The Athens Digisonde is an advanced ionosonde operated by the Institute for Astronomy, Astrophysics, Space Applications and Remote Sensing in the Penteli site since 2000. It is a Digital Portable Sounder with four receiving antennas (DPS-4), each of which is spaced about one wavelength apart from the other. The digisonde is studying the ionosphere 24/7 in real time using the ionospheric sounding technique. It is performing 5-minute long scheduled observations by vertically transmitting short electromagnetic pulses in the frequency range between 1 and 20 MHz, which are then received locally after their ionospheric reflection. Using this technique, the Athens Digisonde is measuring the amplitude, virtual reflection height, Doppler shift, polarization, angle of arrival and the electron density profile of the pulses.

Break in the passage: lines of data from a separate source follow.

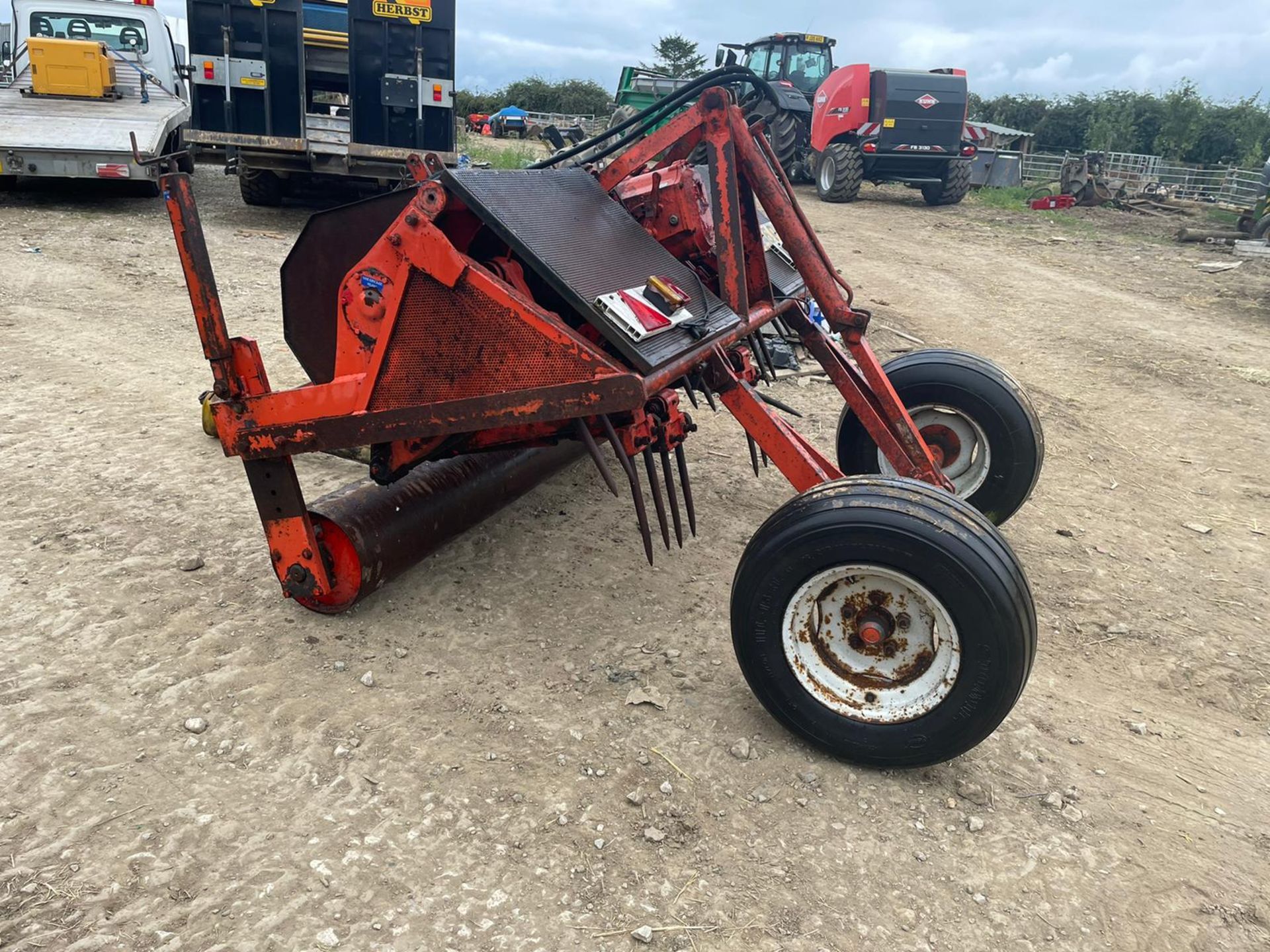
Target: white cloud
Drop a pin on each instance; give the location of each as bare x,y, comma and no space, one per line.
1052,73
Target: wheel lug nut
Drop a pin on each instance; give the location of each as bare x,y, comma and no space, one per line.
872,633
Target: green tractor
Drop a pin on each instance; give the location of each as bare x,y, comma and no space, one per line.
639,88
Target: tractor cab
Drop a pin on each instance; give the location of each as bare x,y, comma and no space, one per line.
803,60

The data are then displayed as ionograms and skymaps and are openly available through the main portal of the Ionospheric Group of IAASARS/NOA. The Athens Digisonde is part of the European Digital upper Atmosphere Server (DIAS) and the Global Ionospheric Radio Observatory (GIRO), as well as other networks.

== Visitor Center ==
The Visitor Center was established in 1995 and it is operated by the Institute for Astronomy, Astrophysics, Space Applications and Remote Sensing. Its aim is to offer science education and public outreach mainly to middle school and high school students. At the Visitor Center, special seminars and talks are taking place and it is also producing documentaries that are presented to the visitors. Most tours also include observations through the Newall Telescope.